New Perspectives on Marriage and Courtship in Mexico

AHA Session 288
Conference on Latin American History 70
Sunday, January 8, 2017: 9:00 AM-10:30 AM
Mile High Ballroom 4A (Colorado Convention Center, Ballroom Level)
Chair:
Jocelyn Olcott, Duke University
Comment:
The Audience

Session Abstract

This panel of four papers explores the widening range of themes that historians are linking to courtship and marriage.  In the 1980s courtship and marriage became important focuses of study as scholarly interest blossomed in the history of women and gender in Mexico and Latin America more generally.  For scholars who sought a window onto the lives and status of women, records about courtship and marriage offered rich sources.  Such records include parish registers of marriages themselves, civil and ecclesiastical laws, ideological discourses, and judicial records of courtships and marriages that had come into dispute.  These sources also helped scholars explore gender—particularly as it was embedded in the relations between women and men—as a fundamental structure in society. 

Consideration of women and of gender have since been more widely melded into the framing of historical studies.  Yet marriage and courtship continue to command the attention of historians doing research on Mexico.  The range of issues analyzed in the context of courtship and marriage has widened significantly.  Indeed, with the increasing development of women’s and gender studies, courtship and marriage have become fairly mainstream avenues that historians might follow even as they make inquiry into other issues. 

The rationale of this panel is to explore various ways in which courtship and marriage can illuminate broad issues in history.  The four papers represent a wide range of approaches and thematic concerns, and a sweeping chronological span—from the seventeenth century to the 1960s.  Yet there is substantial “conversation” among the papers.  They speak to a number of shared topics, including relations between genders; emotional experiences of men and women; understandings of morality and spiritual well-being; family ties; expectations and ideologies about gender roles; patriarchy in households and families; sexuality; individuals and couples in relation to state and church authorities; household composition and family economies; migration and relocation.  

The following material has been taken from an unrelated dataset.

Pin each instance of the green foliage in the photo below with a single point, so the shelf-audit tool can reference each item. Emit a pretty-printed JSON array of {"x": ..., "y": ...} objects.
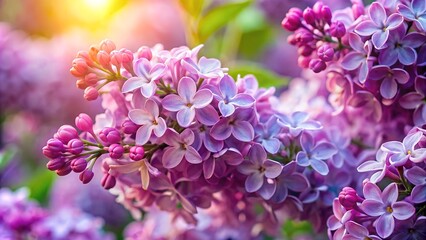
[{"x": 265, "y": 77}]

The panel focuses on Mexico partly because Mexico’s rich archival holdings have yielded a wealth of scholarship in women’s, gender, social, and cultural history.  However, the panel as a whole does not seek to propose that the Mexican case is exceptional.  Rather, the panel aims to open a venue for discussion of comparisons—not only among various cultures, regions, and periods in Mexico’s history, but also between Mexico and other countries.